EnsDb-exonsBy: Retrieve annotation data from an Ensembl based package
In jotsetung/ensembldb-old: Utilities to create and use an Ensembl based annotation database

Description Usage Arguments Details Value Methods and Functions Note Author(s) See Also Examples

Retrieve gene/transcript/exons annotations stored in an Ensembl based database package generated with the makeEnsembldbPackage function.

## S4 method for signature 'EnsDb'
exons(x, columns=listColumns(x,"exon"),
                        filter, order.by, order.type="asc",
                        return.type="GRanges")

## S4 method for signature 'EnsDb'
exonsBy(x, by=c("tx", "gene"),
                          columns=listColumns(x, "exon"), filter)

## S4 method for signature 'EnsDb'
transcripts(x, columns=listColumns(x, "tx"),
                              filter, order.by, order.type="asc",
                              return.type="GRanges")

## S4 method for signature 'EnsDb'
transcriptsBy(x, by=c("gene", "exon"),
                                columns=listColumns(x, "tx"), filter)

## S4 method for signature 'EnsDb'
genes(x, columns=listColumns(x, "gene"), filter,
                        order.by, order.type="asc",
                        return.type="GRanges")

## S4 method for signature 'EnsDb'
disjointExons(x, aggregateGenes=FALSE,
                                includeTranscripts=TRUE, filter, ...)

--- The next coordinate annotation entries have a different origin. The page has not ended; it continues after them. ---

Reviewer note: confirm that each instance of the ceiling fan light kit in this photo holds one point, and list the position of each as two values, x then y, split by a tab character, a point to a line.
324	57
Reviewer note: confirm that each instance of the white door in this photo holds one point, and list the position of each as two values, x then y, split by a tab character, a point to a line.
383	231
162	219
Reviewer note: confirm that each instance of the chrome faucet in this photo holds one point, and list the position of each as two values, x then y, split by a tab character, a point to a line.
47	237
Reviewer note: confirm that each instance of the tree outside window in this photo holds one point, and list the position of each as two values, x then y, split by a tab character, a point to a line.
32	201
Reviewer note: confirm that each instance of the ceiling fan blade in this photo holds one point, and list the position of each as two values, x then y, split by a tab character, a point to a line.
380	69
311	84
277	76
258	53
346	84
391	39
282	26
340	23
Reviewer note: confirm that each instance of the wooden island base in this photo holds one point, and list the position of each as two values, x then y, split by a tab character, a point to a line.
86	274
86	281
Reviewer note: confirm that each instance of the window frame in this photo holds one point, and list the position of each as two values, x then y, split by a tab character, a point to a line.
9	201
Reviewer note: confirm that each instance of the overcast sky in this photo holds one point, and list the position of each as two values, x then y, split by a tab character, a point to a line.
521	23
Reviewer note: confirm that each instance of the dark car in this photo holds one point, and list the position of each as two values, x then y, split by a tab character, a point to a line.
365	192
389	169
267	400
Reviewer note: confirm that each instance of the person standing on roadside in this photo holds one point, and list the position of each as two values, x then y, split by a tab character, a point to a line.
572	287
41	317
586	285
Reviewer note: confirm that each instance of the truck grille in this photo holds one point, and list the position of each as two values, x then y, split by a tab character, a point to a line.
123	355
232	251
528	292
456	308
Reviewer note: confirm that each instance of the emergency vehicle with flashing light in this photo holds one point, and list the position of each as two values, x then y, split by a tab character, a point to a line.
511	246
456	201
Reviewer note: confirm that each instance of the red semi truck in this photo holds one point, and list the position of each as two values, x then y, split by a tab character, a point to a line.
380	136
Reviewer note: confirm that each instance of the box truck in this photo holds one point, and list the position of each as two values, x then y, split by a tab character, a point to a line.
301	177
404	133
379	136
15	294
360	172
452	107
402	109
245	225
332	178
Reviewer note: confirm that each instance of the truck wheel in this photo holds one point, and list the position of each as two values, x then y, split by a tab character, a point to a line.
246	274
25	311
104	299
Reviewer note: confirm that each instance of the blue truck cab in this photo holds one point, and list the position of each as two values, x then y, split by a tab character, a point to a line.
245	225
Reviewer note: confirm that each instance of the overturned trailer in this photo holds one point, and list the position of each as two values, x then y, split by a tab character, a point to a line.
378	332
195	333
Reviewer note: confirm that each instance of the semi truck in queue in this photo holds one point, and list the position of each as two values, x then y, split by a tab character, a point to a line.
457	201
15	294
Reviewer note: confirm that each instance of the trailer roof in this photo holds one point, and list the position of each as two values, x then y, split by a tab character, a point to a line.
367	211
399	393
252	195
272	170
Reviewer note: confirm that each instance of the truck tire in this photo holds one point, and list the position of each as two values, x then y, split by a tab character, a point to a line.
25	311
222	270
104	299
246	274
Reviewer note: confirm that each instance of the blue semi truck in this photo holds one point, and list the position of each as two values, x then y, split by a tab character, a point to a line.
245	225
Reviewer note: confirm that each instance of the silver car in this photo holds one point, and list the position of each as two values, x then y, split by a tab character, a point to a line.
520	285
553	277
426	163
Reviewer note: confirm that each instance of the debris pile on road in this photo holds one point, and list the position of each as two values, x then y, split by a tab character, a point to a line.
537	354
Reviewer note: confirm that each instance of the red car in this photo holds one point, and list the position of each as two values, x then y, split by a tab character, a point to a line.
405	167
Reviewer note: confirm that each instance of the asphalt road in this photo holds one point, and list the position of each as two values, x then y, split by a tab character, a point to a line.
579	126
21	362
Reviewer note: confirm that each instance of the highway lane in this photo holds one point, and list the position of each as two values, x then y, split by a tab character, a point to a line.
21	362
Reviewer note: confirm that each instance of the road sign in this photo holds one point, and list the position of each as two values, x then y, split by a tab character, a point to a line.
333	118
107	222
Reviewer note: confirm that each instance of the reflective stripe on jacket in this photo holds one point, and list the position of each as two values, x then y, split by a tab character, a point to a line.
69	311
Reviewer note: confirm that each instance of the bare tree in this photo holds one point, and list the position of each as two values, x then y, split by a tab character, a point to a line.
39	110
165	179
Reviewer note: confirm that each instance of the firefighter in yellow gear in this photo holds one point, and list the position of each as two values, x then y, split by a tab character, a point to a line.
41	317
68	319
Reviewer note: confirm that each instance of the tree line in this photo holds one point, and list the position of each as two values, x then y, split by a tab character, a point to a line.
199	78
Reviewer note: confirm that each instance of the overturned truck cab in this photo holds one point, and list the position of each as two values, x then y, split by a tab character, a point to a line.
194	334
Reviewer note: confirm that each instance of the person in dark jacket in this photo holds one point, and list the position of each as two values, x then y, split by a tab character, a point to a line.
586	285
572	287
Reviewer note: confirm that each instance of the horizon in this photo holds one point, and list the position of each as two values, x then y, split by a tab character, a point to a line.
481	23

## S4 method for signature 'GRangesList'
toSAF(x, ...)

## S4 method for signature 'EnsDb'
getGenomeFaFile(x, pattern="dna.toplevel.fa")

(In alphabetic order)

`...`	Additional arguments. Not used.
`aggregateGenes`	For `disjointExons`: When `FALSE` (default) exon fragments that overlap multiple genes are dropped. When `TRUE`, all fragments are kept and the `gene_id` metadata column includes all gene IDs that overlap the exon fragment.
`columns`	Columns to be retrieved from the database tables. Default values for `genes` are all columns from the `gene` database table, for `exons` and `exonsBy` the column names of the `exon` database table table and for `transcript` and `transcriptBy` the columns of the `tx` data base table (see details below for more information). Note that any of the column names of the database tables can be submitted to any of the methods (use `listTables` or `listColumns` methods for a complete list of allowed column names).
`by`	For `exonsBy`: wheter exons sould be fetched by genes or by transcripts; as in the corresponding function of the `GenomicFeatures` package. For `transcriptsBy`: whether transcripts should be fetched by genes or by exons; fetching transcripts by cds as supported by the `transcriptsBy` method in the `GenomicFeatures` package is currently not implemented.
`filter`	A filter object extending `BasicFilter` or a list of such object(s) to select specific entries from the database (see examples below).
`includeTranscripts`	For `disjointExons`: When `TRUE` (default) a `tx_name` metadata column is included that lists all transcript IDs that overlap the exon fragment. Note: this is different to the `disjointExons` function in the `GenomicFeatures` package, that lists the transcript names, not IDs.
`order.by`	Name of one of the columns above on which the results should be sorted.
`order.type`	If the results should be ordered ascending (`asc`, default) or descending (`desc`).
`pattern`	For method `getGenomeFaFile`: the pattern to be used to identify the fasta file representing genomic DNA sequence.
`return.type`	Type of the returned object. Can be either `"data.frame"`, `"DataFrame"` or `"GRanges"`. In the latter case the return object will be a `GRanges` object with the GRanges specifying the chromosomal start and end coordinates of the feature (gene, transcript or exon, depending whether `genes`, `transcripts` or `exons` was called). All additional columns are added as metadata columns to the GRanges object.
`x`	For `toSAF` a `GRangesList` object. For all other methods an `EnsDb` instance.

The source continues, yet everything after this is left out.